How Non-Domestic Rates are Calculated

Rateable Value

Apart from properties that are exempt from Non-Domestic Rates, each non-domestic property has a rateable value set by the Valuation Office Agency (VOA), an agency of Her Majesty's Revenue and Customs. They draw up and maintain a full list of all rateable values.

This broadly represents the yearly rent the property could have been let for on the open market on a particular day.

  • until 31 March 2017, the rateable values were based on a valuation date of 1 April 2008
  • since 1 April 2017, the rateable values are based on a valuation date of 1 April 2015
  • since 1 April 2023, the rateable values are based on a valuation date of 1 April 2021

The valuation officer may alter the value if circumstances change. The ratepayer (and certain others who have an interest in the property) can appeal against the value shown in the list if they believe it is wrong.

Non-Domestic Rating Multiplier

The local authority works out the Non-Domestic Rates bill by multiplying the rateable value of the property by the appropriate multiplier.
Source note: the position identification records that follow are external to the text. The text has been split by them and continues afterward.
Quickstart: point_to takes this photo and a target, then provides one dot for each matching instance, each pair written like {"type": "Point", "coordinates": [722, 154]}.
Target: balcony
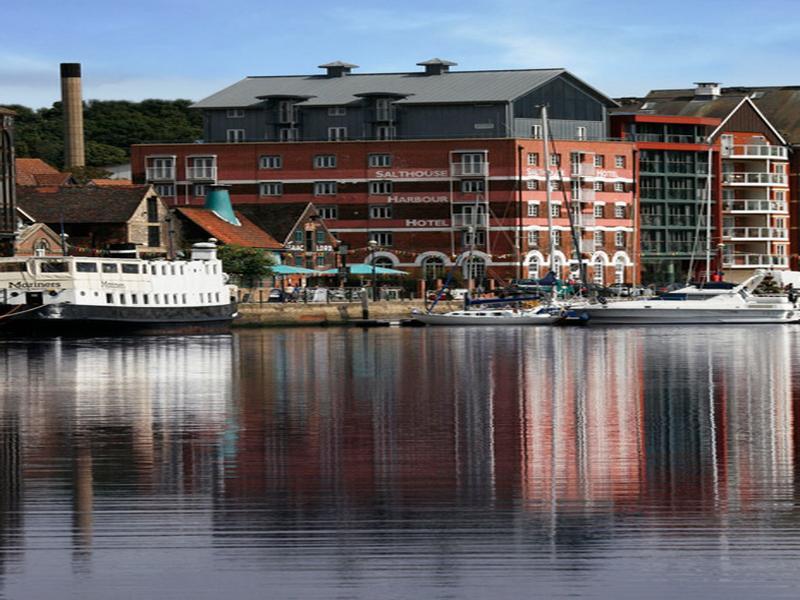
{"type": "Point", "coordinates": [749, 261]}
{"type": "Point", "coordinates": [472, 169]}
{"type": "Point", "coordinates": [755, 233]}
{"type": "Point", "coordinates": [160, 173]}
{"type": "Point", "coordinates": [460, 221]}
{"type": "Point", "coordinates": [756, 151]}
{"type": "Point", "coordinates": [201, 173]}
{"type": "Point", "coordinates": [754, 206]}
{"type": "Point", "coordinates": [754, 179]}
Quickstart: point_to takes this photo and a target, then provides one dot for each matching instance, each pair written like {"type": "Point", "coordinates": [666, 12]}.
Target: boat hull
{"type": "Point", "coordinates": [89, 321]}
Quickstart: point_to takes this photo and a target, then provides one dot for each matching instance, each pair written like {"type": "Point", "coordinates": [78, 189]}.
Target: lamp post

There are two multipliers: the standard Non-Domestic Rating multiplier, and the small business Non-Domestic Rating multiplier. The former is higher to pay for small business rate relief.

Except in the City of London, where special arrangements apply, the Government sets the multipliers for each financial year for the whole of England according to formulae set by legislation. Between revaluations the multipliers change each year in line with inflation and to take account of the cost of small business rate relief. In the year of revaluation the multipliers are rebased to account for overall changes to total rateable value and to ensure that the revaluation does not raise extra money for the Government.